The real test that you can do, to validate if you are TRULY ‘off-grid’ robustly survivable, is identify the things you need from the store. Salt, leavening, possibly wheat grain, sure, unless you have a salt deposit you’re going to have to buy it. Wheat? Unless you have about 10-acres and some equipment, you are going to be hard pressed to make enough for a family of 4, otherwise (you can produce around 140-bushels of corn per acre, or 65 or so bushels of wheat per acre on a small farm).
If you are buying more than the ‘three staples’ from the store – then you are NOT ready for ‘off-grid’. You should be able to buy a lifetime’s salt in 100-pound bags for $27 a bag (most people use about a tenth-of-an-ounce per day, or about 3-ounces per month, or about 2-lbs per year, so count it up for your family’s needs…a family of 4 would use 8-lbs per year, so that 100-lb bag would last over 10-years – salt never goes bad, just keep it clean and dry).
Supplemented with wild game, fish, etc., it is quite easy to make all this happen on 5-acres – especially if you had a communal wheat field in your town.

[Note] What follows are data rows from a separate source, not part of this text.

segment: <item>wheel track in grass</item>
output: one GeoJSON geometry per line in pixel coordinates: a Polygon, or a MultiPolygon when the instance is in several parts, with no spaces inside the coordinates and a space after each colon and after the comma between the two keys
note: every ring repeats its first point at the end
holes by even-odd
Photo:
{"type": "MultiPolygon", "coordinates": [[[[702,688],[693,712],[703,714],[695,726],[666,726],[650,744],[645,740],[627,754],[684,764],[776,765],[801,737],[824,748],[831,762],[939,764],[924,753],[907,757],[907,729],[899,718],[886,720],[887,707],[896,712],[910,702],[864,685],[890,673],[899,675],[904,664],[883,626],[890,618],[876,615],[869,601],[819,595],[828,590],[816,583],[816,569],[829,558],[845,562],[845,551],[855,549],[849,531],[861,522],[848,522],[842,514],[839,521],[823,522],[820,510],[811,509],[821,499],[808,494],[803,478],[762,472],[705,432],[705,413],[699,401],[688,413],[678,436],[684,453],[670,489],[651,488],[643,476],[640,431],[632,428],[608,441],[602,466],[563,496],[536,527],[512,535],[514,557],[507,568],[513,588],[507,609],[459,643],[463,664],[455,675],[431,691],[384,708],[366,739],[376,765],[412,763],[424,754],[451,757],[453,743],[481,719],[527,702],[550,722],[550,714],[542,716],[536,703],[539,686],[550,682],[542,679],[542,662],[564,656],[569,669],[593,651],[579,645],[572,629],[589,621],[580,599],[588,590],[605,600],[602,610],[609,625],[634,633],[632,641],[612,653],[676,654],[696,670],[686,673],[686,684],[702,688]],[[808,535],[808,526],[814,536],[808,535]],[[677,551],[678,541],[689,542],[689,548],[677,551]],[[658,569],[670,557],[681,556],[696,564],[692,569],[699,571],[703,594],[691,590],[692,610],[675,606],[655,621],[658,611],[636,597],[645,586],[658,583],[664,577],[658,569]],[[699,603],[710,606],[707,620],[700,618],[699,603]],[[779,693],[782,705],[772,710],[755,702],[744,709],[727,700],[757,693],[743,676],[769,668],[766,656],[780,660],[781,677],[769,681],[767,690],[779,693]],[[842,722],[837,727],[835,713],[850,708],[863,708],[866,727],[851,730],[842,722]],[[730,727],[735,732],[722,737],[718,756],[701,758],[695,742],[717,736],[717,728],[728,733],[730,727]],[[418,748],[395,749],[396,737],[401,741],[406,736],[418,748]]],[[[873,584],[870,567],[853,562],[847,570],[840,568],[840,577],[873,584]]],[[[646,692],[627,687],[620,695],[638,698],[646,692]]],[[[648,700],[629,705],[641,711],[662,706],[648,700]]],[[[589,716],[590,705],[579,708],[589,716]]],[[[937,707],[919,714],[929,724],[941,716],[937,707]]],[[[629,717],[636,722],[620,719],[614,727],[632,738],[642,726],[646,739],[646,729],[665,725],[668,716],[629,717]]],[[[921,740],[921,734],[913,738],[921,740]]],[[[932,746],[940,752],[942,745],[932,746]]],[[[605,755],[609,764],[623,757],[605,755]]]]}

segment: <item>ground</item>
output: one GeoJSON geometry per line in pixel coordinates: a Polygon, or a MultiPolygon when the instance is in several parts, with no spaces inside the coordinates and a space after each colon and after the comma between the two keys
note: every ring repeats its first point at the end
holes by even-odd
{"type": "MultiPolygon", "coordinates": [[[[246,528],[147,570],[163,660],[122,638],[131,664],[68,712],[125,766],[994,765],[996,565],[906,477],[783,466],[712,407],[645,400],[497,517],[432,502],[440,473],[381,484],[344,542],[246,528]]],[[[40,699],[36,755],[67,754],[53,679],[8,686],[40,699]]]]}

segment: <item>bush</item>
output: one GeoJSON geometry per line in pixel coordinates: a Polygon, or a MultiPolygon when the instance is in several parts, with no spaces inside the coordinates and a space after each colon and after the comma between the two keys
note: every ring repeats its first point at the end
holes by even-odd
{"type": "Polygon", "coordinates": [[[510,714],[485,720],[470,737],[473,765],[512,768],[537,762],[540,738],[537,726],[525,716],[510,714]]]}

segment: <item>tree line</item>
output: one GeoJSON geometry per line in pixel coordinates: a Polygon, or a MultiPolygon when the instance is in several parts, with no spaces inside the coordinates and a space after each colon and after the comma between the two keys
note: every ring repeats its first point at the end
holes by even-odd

A trivia note: DID YOU KNOW, that if you gave each family in the world 5-acres of land to make such a homestead with, that ALL of them would be able to homestead within the land-area of the lower 48 of the United States, alone? Did you know that greed, power hunger, and lust for control by our leaders stop such a noble process from ever happening? Time to fire your leaders, if they don’t propose similar things.